Decision tree non-numerical data statistics toolbox

18 views (last 30 days)
Tania on 15 Jun 2014
Commented: Tania on 29 Jul 2014
Hi,
It says in the statistics toolbox documentation:Classification trees give responses that are nominal, such as 'true' or 'false'. Regression trees give numeric responses. I am trying to build a decision tree. I am working with numeric (output) and non-numeric data(inputs).I think the classification tree would be more appropriate than the regression tree, or (as the regression tree seems to work just with numeric data). Is it possible to use non-numeric data in order to predict numeric data?And if so, how could I do this with the help of the statistics toolbox?Would Classificationtree.fit be the right choice?
Thank you :)

Ilya on 16 Jun 2014
The type of tree you need is defined by the type of output. If your output is numeric ("numeric" here means that you can do greater and less comparisons and compute a meaningful distance between values), regression tree is the right choice.

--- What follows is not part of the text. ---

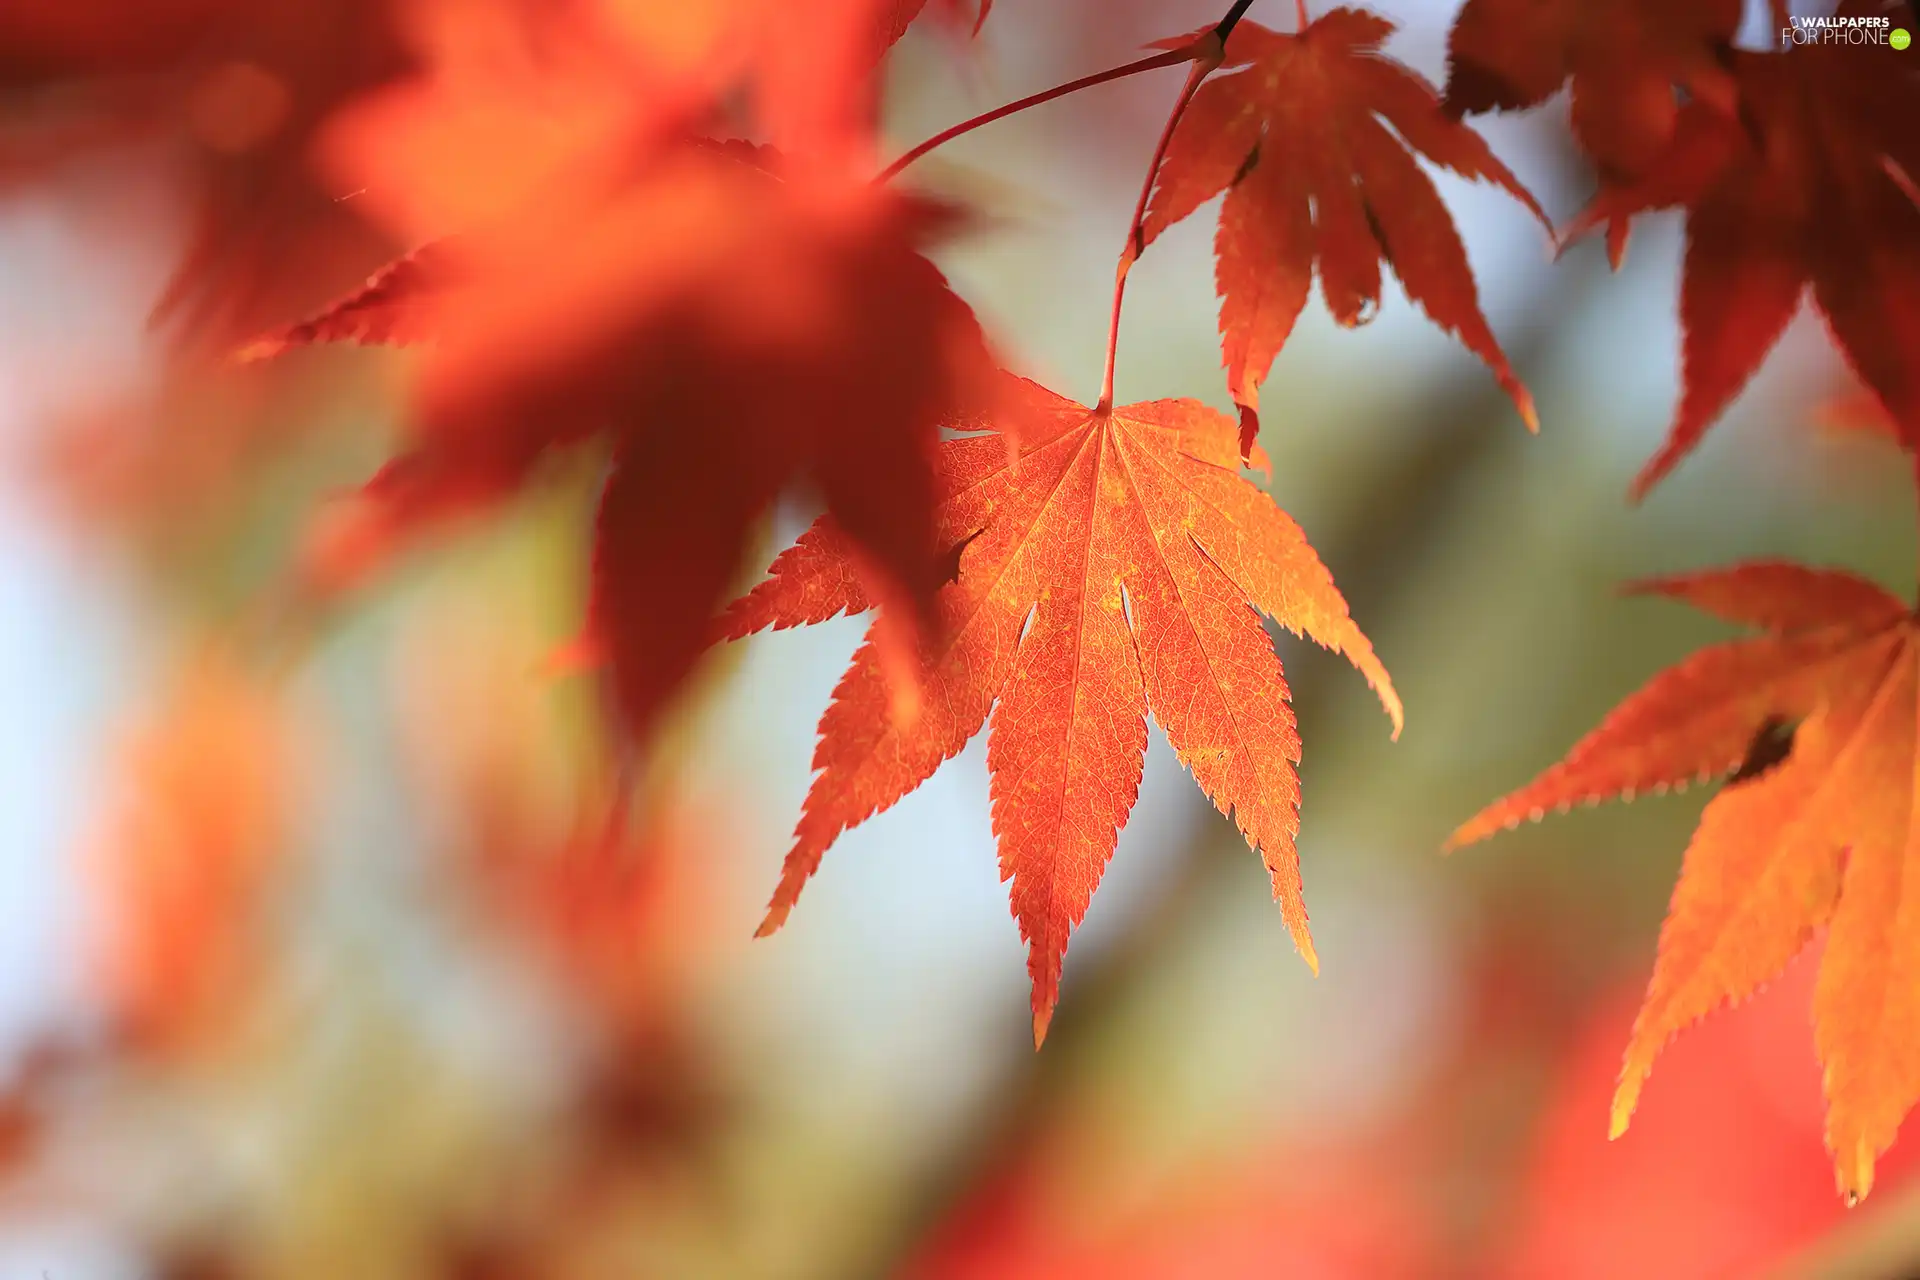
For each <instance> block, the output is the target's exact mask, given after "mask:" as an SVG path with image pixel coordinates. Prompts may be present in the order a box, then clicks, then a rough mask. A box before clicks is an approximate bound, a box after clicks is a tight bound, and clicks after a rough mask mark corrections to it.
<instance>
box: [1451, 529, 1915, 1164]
mask: <svg viewBox="0 0 1920 1280" xmlns="http://www.w3.org/2000/svg"><path fill="white" fill-rule="evenodd" d="M1640 589H1642V591H1649V593H1657V595H1667V597H1674V599H1680V601H1688V603H1692V604H1695V606H1699V608H1703V610H1707V612H1711V614H1716V616H1720V618H1726V620H1732V622H1741V624H1745V626H1751V628H1759V629H1761V631H1763V635H1759V637H1753V639H1741V641H1730V643H1724V645H1715V647H1709V649H1703V651H1699V652H1695V654H1693V656H1692V658H1688V660H1686V662H1682V664H1680V666H1674V668H1668V670H1667V672H1661V674H1659V676H1655V677H1653V679H1651V681H1649V683H1647V685H1645V687H1644V689H1640V691H1638V693H1634V695H1632V697H1628V699H1626V700H1624V702H1622V704H1620V706H1619V708H1615V710H1613V712H1611V714H1609V716H1607V718H1605V720H1603V722H1601V725H1599V727H1597V729H1594V733H1590V735H1588V737H1584V739H1582V741H1580V743H1576V745H1574V748H1572V750H1571V752H1569V754H1567V758H1565V760H1563V762H1559V764H1555V766H1553V768H1549V770H1548V771H1546V773H1542V775H1540V777H1538V779H1536V781H1534V783H1530V785H1526V787H1523V789H1519V791H1515V793H1513V794H1509V796H1505V798H1503V800H1498V802H1494V804H1492V806H1488V808H1486V810H1484V812H1480V814H1478V816H1475V818H1473V819H1469V821H1467V823H1465V825H1461V827H1459V831H1455V833H1453V839H1452V841H1450V846H1457V844H1467V842H1471V841H1478V839H1482V837H1486V835H1490V833H1494V831H1498V829H1501V827H1511V825H1517V823H1519V821H1521V819H1523V818H1524V819H1538V818H1540V816H1542V814H1544V812H1546V810H1549V808H1567V806H1571V804H1574V802H1582V800H1588V802H1590V800H1597V798H1605V796H1613V794H1620V796H1628V798H1630V796H1632V794H1634V793H1638V791H1665V789H1668V787H1680V785H1686V783H1688V781H1693V779H1695V777H1705V775H1713V773H1726V771H1730V770H1734V768H1740V770H1741V773H1743V775H1745V777H1743V779H1741V781H1734V783H1730V785H1728V787H1724V789H1722V791H1720V793H1718V794H1716V796H1715V798H1713V800H1711V802H1709V804H1707V810H1705V812H1703V814H1701V821H1699V829H1697V831H1695V833H1693V841H1692V844H1690V846H1688V850H1686V860H1684V865H1682V869H1680V881H1678V885H1676V887H1674V896H1672V906H1670V910H1668V913H1667V923H1665V927H1663V929H1661V944H1659V960H1657V961H1655V969H1653V981H1651V984H1649V986H1647V996H1645V1002H1644V1004H1642V1009H1640V1017H1638V1021H1636V1023H1634V1034H1632V1042H1630V1044H1628V1050H1626V1065H1624V1069H1622V1071H1620V1086H1619V1092H1617V1094H1615V1102H1613V1130H1615V1134H1619V1132H1620V1130H1624V1126H1626V1121H1628V1117H1630V1115H1632V1111H1634V1103H1636V1102H1638V1098H1640V1090H1642V1084H1644V1082H1645V1079H1647V1073H1649V1071H1651V1069H1653V1059H1655V1055H1657V1054H1659V1052H1661V1048H1663V1046H1665V1044H1667V1042H1668V1040H1670V1038H1672V1036H1674V1034H1676V1032H1678V1031H1682V1029H1684V1027H1688V1025H1692V1023H1695V1021H1699V1019H1701V1017H1703V1015H1707V1013H1709V1011H1713V1009H1715V1007H1718V1006H1722V1004H1728V1002H1736V1000H1741V998H1745V996H1749V994H1751V992H1755V990H1757V988H1759V986H1761V984H1763V983H1768V981H1770V979H1774V977H1776V975H1778V973H1780V971H1782V969H1784V967H1786V963H1788V961H1789V960H1791V958H1793V956H1795V954H1797V952H1799V950H1801V948H1803V946H1805V944H1807V940H1809V938H1811V936H1812V933H1814V931H1816V929H1820V927H1826V929H1828V944H1826V956H1824V960H1822V963H1820V983H1818V990H1816V994H1814V1044H1816V1048H1818V1055H1820V1063H1822V1067H1824V1075H1826V1100H1828V1117H1826V1144H1828V1148H1830V1150H1832V1151H1834V1159H1836V1171H1837V1178H1839V1188H1841V1192H1843V1194H1845V1196H1847V1197H1849V1199H1857V1197H1860V1196H1866V1192H1868V1190H1870V1188H1872V1182H1874V1159H1876V1157H1878V1155H1880V1153H1882V1151H1885V1150H1887V1146H1891V1142H1893V1134H1895V1130H1897V1128H1899V1123H1901V1119H1903V1117H1905V1115H1907V1111H1908V1109H1910V1107H1912V1103H1914V1100H1916V1098H1920V944H1916V942H1914V940H1916V938H1920V892H1914V894H1908V892H1907V889H1908V887H1910V883H1908V879H1907V877H1903V869H1905V865H1907V862H1908V860H1910V858H1912V856H1914V852H1916V850H1920V823H1916V814H1914V804H1916V791H1914V781H1916V766H1920V756H1916V741H1914V720H1916V712H1920V683H1916V681H1920V622H1916V618H1914V612H1912V610H1910V608H1908V606H1907V604H1905V603H1903V601H1899V599H1895V597H1893V595H1889V593H1887V591H1884V589H1880V587H1878V585H1874V583H1870V581H1866V580H1862V578H1855V576H1853V574H1845V572H1837V570H1814V568H1805V566H1799V564H1789V562H1778V560H1761V562H1749V564H1738V566H1732V568H1726V570H1713V572H1701V574H1688V576H1680V578H1663V580H1651V581H1645V583H1640ZM1788 723H1791V725H1795V729H1793V737H1791V747H1788V748H1786V754H1784V758H1782V760H1780V762H1778V764H1774V766H1772V768H1764V770H1757V768H1749V766H1747V762H1749V758H1751V756H1753V754H1755V750H1757V748H1759V752H1768V741H1770V739H1774V735H1776V729H1778V725H1788ZM1770 752H1772V754H1778V745H1774V747H1772V748H1770Z"/></svg>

For either type of tree, you need to convert your inputs to a numeric matrix. Then you can indicate what variables are non-numeric (categorical) using the 'CategoricalPredictors' parameter; if all your variables are categorical, set it to 'all'.
You can convert your non-numeric data to numeric in many ways. One way would be to use the categorical class in MATLAB on each variable in your data, for example:
>> colors = categorical({'g' 'r' 'b'; 'b' 'r' 'g'});
>> numeric_colors = double(colors);
Then use the new numeric variables as columns in the matrix you pass to the fit function.
Tania on 29 Jul 2014
For either type of tree, you need to convert your inputs to a numeric matrix. Then you can indicate what variables are non-numeric (categorical) using the 'CategoricalPredictors' parameter; if all your variables are categorical, set it to 'all'.
- What can I do if only one of my variables is categorical?
Thank you!